Day 14 Circa 1980. Window-shopping on the Kings Road, Chelsea, after a day painting mannequins at Adel Rootstein. I was on my way out with friends from work (one of them, Cheryl, took this photo and sent it to me in solidarity for my fundraising efforts this year, bless her cotton socks). The hard-to-spot apple-green shirt was a hand me down from my then flatmate, Kaya, whose weight spookily dropped in direct proportion to the weight I gained while I lived with her. The black dinner jacket may have been from the Chelsea Antiques Market or Antiquarius. I think the bag was from The Great Gear Trading Company or perhaps Stop the Shop, and the skirt might have come from Wallis (still trading), whose head of merchandising at the time, Kevin Arpino, eventually took over the Rootstein business after Adel died. My friend, Jed, not pictured, but with us that evening, told me of a dream he had in which my ankles got thinner and thinner until my feet dropped off and I was left walking on little points. Not hard to imagine looking at this image. Those black suede shoes had scalloped edges, and I loved them, but that didn’t stop me looking for more. Plus ça change

Day 15 An English wedding, June 14 1996. Mine actually (and the Silver Fox’s, of course). Pictured here with my dynamo mother, who arranged the whole event in 10 days – from the day I popped the question, to a perfect midsummer afternoon reception in a lovely country pub called the Bedford Arms, in Buckinghamshire, with 40 friends and rellos. She, the SF, my girlfriend, Val and I went shopping in Hampstead for an outfit a couple of days before the big day, and this was the first one I tried on. It’s a Karen Millen number, before she apparently took hallucinogenic drugs and discovered hyper-bling. It was bling enough for me (and short enough for the Silver Fox). The shoes were from Hobbs, also in Hampstead, and I still have them, though they’re a little mould-stained from 18 years of cupboard life. The jacket was chucked out this year, also stained, and the dress a couple of years before that (no matter how hard I tried, I couldn’t fit into it and keep what dignity I still had). If you are wondering at the continued absence of the Silver Fox among these images, it’s because he prefers to eschew any interweb presence, and, after all this malarkey, I can’t say I blame him.

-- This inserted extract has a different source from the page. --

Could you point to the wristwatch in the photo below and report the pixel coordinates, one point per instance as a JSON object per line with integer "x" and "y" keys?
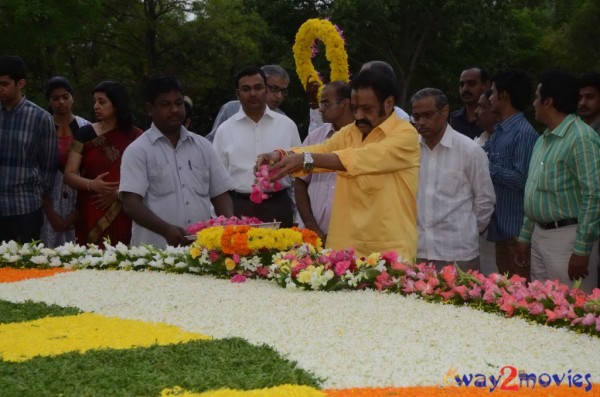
{"x": 309, "y": 163}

Day 16 This one brought the house down on Instagram – can’t imagine why… It’s 1971, and we’re on a family Easter holiday in Holland. I learnt from my mother after I originally posted this photo, that it was actually taken in Monnikendam, not Amsterdam, a town that’s the namesake of mum’s uncle Maurice, husband of her beloved aunty Marjorie, who lived way beyond her centenary. So here we all are without even the benefit of having visited one of those Dutch wacky-tobaccy cafes (although perhaps we should have, as Mum and I might have looked more relaxed and happy).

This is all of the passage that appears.